Dad looked around with a goofy grin that made me embarrassed for him even though there was no one else around. “Isn’t it great?”
I didn’t have to answer; we pulled into the narrow gravel drive of one of the mansions. I gazed up at the monstrous structure and tried to wrap my head around the fact that this was my new home.
The house was large, wider than most of the others. It seemed to almost squat on the lot. The multiple porches were all shaded by the tall oaks surrounding the house. The white wood siding was colored a greenish gray along the edges that made me think of the greeny growth on tombstones. When I looked at it, only two things came to mind, damp and mossy.
Getting out of the car, I saw the green gardens filled with hostas and felt the early dew already clinging to the lawn, a deep earthy scent hung in the air choking me.
“Uh! What is that smell?”
Dad came around the sedan to open my door, “It’s fresh air. What do you think about that?”
“I think it stinks.” I said with forced gaiety. I was used to clean lawns manicured by unseen people the apartment manager hired. There was something imposing about the lush permanence of this place.
“Come on Becca,” my Dad said with a teasing smile. “You have to admit, it’s beautiful. They don’t make them like this anymore.”
I let my eyes travel up the large columns of the porch and up to the red peaked roof.

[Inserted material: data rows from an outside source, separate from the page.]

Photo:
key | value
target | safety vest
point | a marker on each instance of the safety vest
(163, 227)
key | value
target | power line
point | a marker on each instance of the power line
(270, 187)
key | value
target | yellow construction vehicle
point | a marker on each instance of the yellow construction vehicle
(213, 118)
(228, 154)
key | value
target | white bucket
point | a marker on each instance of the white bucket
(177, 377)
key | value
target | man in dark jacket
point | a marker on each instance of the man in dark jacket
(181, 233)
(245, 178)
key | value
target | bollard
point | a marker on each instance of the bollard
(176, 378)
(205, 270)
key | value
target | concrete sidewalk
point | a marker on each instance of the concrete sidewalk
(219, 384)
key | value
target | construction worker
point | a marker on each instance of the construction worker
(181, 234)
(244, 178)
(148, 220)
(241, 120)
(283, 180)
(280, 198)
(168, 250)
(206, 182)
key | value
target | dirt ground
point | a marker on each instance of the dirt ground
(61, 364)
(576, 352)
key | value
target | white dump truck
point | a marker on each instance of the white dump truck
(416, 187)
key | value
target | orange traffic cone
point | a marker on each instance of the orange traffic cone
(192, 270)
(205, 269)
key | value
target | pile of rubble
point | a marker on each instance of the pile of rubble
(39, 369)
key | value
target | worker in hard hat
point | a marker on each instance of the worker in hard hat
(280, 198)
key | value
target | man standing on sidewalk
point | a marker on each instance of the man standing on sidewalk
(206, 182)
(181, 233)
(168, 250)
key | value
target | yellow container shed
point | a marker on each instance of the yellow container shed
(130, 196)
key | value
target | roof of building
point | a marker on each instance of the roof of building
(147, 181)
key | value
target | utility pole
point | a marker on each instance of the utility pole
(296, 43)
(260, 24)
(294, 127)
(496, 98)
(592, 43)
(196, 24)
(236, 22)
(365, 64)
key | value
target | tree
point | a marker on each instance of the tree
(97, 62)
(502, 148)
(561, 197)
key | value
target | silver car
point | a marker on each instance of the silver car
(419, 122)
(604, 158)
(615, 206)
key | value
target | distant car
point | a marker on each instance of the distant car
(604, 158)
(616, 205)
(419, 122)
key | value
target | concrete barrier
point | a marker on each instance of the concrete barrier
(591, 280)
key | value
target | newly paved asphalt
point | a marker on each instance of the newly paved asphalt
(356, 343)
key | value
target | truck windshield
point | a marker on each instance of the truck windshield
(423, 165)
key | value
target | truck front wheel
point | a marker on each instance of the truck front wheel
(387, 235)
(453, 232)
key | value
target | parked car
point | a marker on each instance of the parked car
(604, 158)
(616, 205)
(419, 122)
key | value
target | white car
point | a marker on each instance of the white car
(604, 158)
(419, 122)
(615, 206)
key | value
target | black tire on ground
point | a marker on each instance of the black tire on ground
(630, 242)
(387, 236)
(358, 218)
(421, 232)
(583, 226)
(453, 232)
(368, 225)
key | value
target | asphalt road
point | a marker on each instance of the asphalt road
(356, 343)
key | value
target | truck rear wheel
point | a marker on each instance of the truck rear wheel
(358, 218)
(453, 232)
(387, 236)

I wanted to shrink back from this ancient goliath.
“No, they sure don’t.” I whispered, thinking that maybe that was a good thing.
Dad opened the back of the Suburban and started pulling out my suitcase and boxes. “I got this. Why don’t you go on in and have a look around?”

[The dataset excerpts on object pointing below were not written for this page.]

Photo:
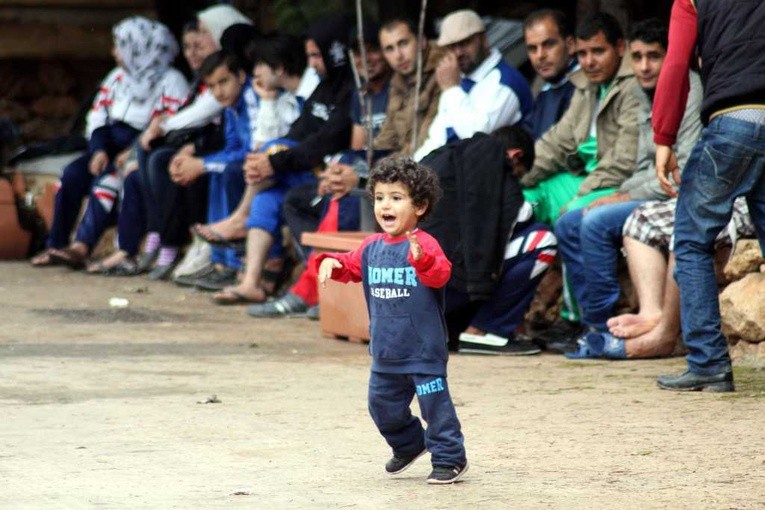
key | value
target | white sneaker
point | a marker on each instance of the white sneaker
(197, 257)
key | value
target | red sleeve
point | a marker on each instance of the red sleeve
(433, 269)
(351, 261)
(672, 89)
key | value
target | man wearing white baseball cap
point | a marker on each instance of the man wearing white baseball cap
(480, 91)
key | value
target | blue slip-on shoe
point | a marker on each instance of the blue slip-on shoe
(613, 347)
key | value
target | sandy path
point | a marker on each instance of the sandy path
(106, 415)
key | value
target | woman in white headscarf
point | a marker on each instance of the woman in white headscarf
(141, 86)
(214, 20)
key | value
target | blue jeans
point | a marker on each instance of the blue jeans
(389, 398)
(727, 162)
(589, 244)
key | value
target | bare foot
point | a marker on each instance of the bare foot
(239, 294)
(109, 262)
(271, 275)
(229, 229)
(630, 325)
(42, 259)
(656, 343)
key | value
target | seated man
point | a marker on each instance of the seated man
(304, 206)
(486, 229)
(332, 208)
(231, 87)
(480, 92)
(592, 150)
(590, 238)
(551, 48)
(323, 127)
(654, 331)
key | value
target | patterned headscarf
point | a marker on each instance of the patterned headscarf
(220, 17)
(146, 49)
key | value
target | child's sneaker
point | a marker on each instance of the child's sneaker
(398, 464)
(444, 475)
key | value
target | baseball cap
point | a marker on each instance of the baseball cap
(460, 25)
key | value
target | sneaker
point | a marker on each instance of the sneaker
(187, 280)
(559, 334)
(217, 280)
(399, 464)
(445, 475)
(496, 345)
(289, 305)
(197, 258)
(688, 381)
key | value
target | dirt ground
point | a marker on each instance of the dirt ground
(106, 408)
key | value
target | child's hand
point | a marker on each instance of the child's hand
(325, 270)
(414, 246)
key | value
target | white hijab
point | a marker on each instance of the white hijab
(145, 48)
(219, 17)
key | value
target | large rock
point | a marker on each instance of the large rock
(55, 107)
(742, 307)
(748, 353)
(746, 259)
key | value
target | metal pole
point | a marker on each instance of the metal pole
(420, 38)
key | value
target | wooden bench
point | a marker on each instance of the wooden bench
(343, 309)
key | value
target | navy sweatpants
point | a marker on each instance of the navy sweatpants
(226, 190)
(389, 398)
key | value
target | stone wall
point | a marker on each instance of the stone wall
(742, 303)
(52, 56)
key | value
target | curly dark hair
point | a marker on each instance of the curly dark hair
(422, 182)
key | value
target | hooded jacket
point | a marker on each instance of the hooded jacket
(324, 126)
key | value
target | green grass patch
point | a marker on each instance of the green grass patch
(750, 383)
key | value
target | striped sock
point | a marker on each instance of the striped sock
(152, 242)
(166, 255)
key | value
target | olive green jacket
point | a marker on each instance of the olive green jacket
(396, 132)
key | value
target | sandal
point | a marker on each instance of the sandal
(68, 257)
(215, 238)
(125, 268)
(614, 347)
(230, 296)
(290, 305)
(272, 280)
(590, 346)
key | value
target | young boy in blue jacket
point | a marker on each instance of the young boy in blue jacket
(404, 271)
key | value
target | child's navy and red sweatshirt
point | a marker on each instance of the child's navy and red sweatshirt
(405, 299)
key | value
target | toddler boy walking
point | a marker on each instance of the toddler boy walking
(404, 271)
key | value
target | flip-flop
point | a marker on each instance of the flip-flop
(40, 261)
(218, 239)
(229, 296)
(590, 346)
(68, 257)
(613, 347)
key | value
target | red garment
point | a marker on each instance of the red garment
(672, 89)
(307, 285)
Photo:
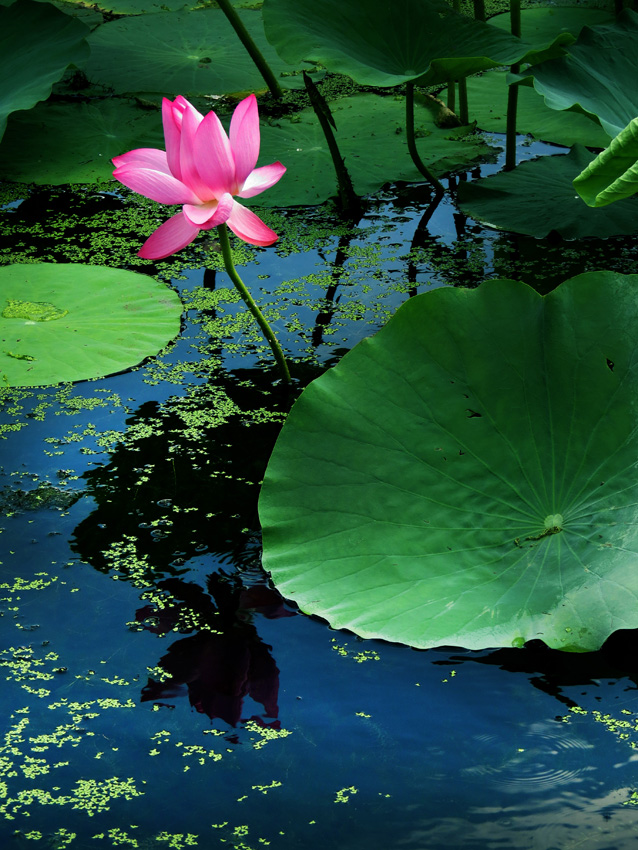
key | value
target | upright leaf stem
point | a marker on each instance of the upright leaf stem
(409, 128)
(250, 303)
(254, 52)
(350, 202)
(512, 93)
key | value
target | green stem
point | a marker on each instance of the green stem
(409, 127)
(464, 114)
(350, 202)
(451, 96)
(255, 53)
(512, 93)
(250, 303)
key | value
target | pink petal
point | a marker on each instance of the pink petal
(188, 160)
(156, 185)
(171, 119)
(249, 227)
(244, 137)
(170, 237)
(143, 157)
(214, 157)
(261, 179)
(211, 214)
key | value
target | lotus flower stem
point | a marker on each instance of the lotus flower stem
(409, 128)
(255, 53)
(250, 303)
(512, 93)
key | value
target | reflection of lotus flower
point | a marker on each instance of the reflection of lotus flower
(202, 168)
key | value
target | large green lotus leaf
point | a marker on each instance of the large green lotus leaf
(69, 322)
(385, 44)
(371, 138)
(467, 476)
(487, 95)
(598, 75)
(538, 197)
(75, 8)
(37, 44)
(81, 139)
(613, 175)
(185, 53)
(139, 7)
(549, 28)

Inside was no different. Where our townhouse smelled of whatever scented candles we were burning, this massive place smelled of wood, leather, and some attic-library-like scent that I couldn’t name.

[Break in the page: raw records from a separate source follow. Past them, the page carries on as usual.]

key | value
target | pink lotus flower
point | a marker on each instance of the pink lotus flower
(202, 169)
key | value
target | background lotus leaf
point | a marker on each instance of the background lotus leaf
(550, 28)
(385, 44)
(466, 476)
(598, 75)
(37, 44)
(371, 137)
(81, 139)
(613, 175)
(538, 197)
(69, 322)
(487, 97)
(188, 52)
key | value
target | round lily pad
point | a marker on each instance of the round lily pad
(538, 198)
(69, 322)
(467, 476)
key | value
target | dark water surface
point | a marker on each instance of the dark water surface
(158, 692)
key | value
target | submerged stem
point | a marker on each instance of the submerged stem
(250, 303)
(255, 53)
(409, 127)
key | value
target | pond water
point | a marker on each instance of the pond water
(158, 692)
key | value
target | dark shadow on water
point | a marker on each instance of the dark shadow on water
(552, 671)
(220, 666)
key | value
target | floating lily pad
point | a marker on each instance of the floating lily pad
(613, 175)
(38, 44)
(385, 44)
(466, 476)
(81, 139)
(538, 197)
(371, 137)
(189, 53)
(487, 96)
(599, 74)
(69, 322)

Standing in the foyer, I inhaled the musty air with a chocking cough as I looked up at the grand staircase. If that wasn’t imposing enough, far above my head hung a dusty crystal chandelier so high against the dark ceiling it seemed misty and far away.
I took a few more steps forward, not feeling that this was my home at all. Through an arched doorway to my right stood the grand piano my Dad ordered a few weeks back, looking too shiny and new for its surroundings. A glance to the left and through another arched opening showed a flat screen television and a contemporary sofa set that looked just as out of place as the piano.
A door under the staircase revealed a tiny bathroom with a sloping ceiling tucked away like an afterthought. I rationalized by the advent of indoor plumbing, it was the only available area on the first floor that wouldn’t compromise the original layout.
Shutting the bathroom door, I turned my attention to the wide hall behind me. It was large enough to park a car in and at the end was a set of heavy double doors. Walking down it, to my left was a curved doorway to the dining room and to the right another opening to the room with the piano.
The double doors at the end were heavy, paneled in rich wood, and almost reached the tall ceiling. The black metal knobs almost seemed too weak to open them, but one good pull and the doors opened to an empty library twinkling with dust particles catching the light.